I've got bad news for you, Dimpu. I searched very carefully for _Southika_, using various Greek spellings, and all I came up with is _Sothika_ as a name.

I'm letting you know so that you don't think you're being ignored.

By the way, welcome to the forum.







Ed


----------



## Lems

Eddie said:
			
		

> Give a man a fish, and you feed him for a day; teach him to fish, and you feed him for a lifetime.

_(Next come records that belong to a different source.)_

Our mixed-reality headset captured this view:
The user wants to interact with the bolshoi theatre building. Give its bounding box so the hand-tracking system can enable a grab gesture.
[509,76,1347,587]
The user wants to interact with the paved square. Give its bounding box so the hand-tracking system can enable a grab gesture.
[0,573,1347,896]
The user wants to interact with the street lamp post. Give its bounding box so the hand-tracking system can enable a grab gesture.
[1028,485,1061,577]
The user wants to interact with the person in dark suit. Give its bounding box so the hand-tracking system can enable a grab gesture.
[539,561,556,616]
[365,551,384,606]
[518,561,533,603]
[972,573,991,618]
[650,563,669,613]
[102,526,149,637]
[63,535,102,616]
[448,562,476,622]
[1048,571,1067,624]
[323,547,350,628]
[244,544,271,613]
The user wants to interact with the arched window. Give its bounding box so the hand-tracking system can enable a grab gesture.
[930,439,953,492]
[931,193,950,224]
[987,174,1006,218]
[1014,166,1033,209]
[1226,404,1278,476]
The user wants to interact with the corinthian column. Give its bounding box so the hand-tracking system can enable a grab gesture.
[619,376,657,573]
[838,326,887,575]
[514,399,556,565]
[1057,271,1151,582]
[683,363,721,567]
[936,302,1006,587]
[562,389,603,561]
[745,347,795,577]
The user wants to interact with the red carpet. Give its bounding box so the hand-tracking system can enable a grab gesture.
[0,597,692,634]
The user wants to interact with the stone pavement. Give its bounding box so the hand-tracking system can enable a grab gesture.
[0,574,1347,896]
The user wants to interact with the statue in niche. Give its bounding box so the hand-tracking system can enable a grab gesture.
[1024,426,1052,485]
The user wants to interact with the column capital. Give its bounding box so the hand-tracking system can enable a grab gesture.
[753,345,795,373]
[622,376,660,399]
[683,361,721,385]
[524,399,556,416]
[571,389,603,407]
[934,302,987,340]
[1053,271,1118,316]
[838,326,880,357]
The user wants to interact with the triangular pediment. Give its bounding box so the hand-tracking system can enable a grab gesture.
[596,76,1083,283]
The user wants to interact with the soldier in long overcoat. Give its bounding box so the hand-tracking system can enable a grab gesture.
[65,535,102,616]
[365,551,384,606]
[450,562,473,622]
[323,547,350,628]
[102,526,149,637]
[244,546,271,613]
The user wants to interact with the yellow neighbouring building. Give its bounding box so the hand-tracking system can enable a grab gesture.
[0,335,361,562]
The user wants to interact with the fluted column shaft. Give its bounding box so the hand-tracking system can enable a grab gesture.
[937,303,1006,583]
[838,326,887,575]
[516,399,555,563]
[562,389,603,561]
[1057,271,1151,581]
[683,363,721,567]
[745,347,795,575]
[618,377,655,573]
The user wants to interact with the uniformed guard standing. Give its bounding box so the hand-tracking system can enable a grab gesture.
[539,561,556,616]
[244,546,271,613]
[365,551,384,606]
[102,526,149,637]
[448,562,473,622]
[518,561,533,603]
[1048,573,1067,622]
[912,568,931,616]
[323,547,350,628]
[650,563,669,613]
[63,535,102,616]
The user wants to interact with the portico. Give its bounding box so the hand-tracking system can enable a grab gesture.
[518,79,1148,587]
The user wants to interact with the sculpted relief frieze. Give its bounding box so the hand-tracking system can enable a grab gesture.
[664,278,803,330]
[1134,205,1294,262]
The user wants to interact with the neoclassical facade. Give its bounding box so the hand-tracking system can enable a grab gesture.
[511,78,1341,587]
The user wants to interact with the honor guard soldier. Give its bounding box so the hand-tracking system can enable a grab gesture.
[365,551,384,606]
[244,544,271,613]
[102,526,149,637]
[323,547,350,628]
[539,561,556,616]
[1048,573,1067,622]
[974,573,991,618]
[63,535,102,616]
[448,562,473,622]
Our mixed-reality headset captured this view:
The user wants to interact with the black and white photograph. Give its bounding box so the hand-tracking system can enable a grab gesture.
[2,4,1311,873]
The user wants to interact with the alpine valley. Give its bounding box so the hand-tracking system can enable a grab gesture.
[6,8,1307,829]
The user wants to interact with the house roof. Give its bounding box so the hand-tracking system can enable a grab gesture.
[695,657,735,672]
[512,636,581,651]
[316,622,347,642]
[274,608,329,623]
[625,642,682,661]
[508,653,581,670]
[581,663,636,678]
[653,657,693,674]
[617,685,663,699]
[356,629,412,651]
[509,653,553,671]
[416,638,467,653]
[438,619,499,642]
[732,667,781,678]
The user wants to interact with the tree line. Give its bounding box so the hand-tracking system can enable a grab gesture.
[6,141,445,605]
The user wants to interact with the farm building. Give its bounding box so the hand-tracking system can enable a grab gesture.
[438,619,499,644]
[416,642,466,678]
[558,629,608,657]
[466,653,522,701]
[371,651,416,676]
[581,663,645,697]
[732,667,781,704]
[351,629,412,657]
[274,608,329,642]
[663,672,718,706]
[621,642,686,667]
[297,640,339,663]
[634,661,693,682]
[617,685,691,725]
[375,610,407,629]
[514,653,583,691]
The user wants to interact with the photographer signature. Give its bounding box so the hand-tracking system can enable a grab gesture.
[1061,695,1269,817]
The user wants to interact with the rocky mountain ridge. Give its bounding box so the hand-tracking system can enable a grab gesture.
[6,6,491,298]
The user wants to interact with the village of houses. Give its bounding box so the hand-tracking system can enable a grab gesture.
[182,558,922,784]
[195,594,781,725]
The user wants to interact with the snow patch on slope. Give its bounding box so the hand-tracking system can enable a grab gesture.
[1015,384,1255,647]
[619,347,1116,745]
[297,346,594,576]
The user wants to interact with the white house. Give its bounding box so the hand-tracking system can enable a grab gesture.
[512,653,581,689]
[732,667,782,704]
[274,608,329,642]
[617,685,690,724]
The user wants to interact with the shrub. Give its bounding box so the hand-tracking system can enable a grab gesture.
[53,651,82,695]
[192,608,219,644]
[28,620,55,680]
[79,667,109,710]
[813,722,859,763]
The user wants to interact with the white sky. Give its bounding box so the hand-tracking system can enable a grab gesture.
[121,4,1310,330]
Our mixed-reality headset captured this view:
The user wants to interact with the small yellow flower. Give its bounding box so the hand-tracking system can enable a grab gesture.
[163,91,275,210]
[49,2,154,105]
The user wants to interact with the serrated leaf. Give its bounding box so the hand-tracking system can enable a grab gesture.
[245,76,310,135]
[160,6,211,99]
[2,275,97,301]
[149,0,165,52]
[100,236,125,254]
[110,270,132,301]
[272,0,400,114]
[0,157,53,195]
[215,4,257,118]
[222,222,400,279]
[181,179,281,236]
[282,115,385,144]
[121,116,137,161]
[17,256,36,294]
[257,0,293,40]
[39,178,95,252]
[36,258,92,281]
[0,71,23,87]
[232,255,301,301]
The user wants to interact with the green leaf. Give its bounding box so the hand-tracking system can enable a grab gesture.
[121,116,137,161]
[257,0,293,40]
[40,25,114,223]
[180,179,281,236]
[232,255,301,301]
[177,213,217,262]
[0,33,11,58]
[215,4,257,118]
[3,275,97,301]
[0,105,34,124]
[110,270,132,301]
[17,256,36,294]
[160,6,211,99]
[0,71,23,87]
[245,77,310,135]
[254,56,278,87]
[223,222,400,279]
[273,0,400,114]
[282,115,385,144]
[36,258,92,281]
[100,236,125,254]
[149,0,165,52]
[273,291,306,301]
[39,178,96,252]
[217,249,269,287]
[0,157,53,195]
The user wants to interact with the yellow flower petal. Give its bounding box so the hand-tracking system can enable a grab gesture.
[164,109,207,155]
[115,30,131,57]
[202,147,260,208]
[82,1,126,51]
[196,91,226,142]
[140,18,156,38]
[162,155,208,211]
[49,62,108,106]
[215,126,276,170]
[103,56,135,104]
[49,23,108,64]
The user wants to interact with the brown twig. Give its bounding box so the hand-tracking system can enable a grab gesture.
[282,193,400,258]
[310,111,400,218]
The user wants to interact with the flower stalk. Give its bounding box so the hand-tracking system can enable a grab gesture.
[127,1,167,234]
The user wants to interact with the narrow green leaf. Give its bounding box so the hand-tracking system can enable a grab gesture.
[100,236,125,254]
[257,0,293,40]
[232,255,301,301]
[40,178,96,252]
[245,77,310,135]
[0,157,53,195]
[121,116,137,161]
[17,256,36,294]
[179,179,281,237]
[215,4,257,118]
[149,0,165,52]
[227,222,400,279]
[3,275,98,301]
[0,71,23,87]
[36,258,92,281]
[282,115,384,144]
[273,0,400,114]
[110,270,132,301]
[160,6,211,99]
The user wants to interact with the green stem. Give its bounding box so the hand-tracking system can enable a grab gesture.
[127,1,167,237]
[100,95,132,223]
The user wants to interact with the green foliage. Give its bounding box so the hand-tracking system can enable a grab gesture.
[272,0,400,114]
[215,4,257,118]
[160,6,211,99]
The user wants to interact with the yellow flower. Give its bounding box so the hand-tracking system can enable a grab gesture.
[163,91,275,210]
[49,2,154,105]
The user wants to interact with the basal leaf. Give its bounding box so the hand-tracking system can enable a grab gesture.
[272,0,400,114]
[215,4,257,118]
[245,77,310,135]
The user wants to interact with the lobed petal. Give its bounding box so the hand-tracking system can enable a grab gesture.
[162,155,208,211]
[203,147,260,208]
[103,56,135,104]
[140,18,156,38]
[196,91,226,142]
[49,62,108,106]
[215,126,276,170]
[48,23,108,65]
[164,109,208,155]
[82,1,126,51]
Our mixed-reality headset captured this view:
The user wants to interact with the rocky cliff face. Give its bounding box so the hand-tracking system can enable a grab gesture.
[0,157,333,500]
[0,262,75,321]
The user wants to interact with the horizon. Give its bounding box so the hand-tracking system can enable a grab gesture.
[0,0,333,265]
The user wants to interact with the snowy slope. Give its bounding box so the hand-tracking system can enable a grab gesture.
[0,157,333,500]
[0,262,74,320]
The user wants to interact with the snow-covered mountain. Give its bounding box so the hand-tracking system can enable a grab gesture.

...and furthermore, he won't bother you for weeks.  

Lems


----------



## Eddie

Lems, you're a man with a sense of humor. I appreciate that. We need humor in this world we live in. By the way, I love your avatar.


----------



## Lems

Eddie said:
			
		

> Lems, you're a man with a sense of humor. I appreciate that. We need humor in this world we live in. By the way, I love your avatar.


Thanks, Eddie.

It's rewarding to share our mood.   

Best

Lems
____________________________________________________________
There is no reason why someone may want to have a computer at home.
_Ken Olson, president and founder of Digital Equipment Corp.,1977_


----------



## java

hi
i heard that there is some meaning for this in sanskrit language.but i am not sure watz the meaning.i am not good at sanskrit.
it also means something is french lang. In both the lang..it is something related to smallest coin(money).
is any one sure plz do research ang let me know the correct answer.
Thank you


----------



## Arun Kumar

Hai,
 This is my first reply to the forum. Even I was looking for the meaning of "Southika". I tried many ways. Some say it is a greek word and some say it is related to Latin. I am confused. Can anyone help me in knowing the meaning of this word.


Thanku
Arun Kumar


----------



## pavlo

Arun, "southika" is NOT a greek word, "σωθικά" means "entrails/innards" or -in general- "internal"...


----------



## Tetina

pavlo said:


> Arun, "southika" is NOT a greek word, "σωθικά" means "entrails/innards" or -in general- "internal"...


 
Or it could be "σώθηκα"= I have been saved, but of course "σωθικά" comes first in (not my) mind.
Anyhow, though it may looks like a greek word I don't think it is -if "southika" is accurate, that is.
And even more, is not a girl's name, at least to my knowledge.


----------



## ireney

Is there any more context? Like where you heard it or any other information?


----------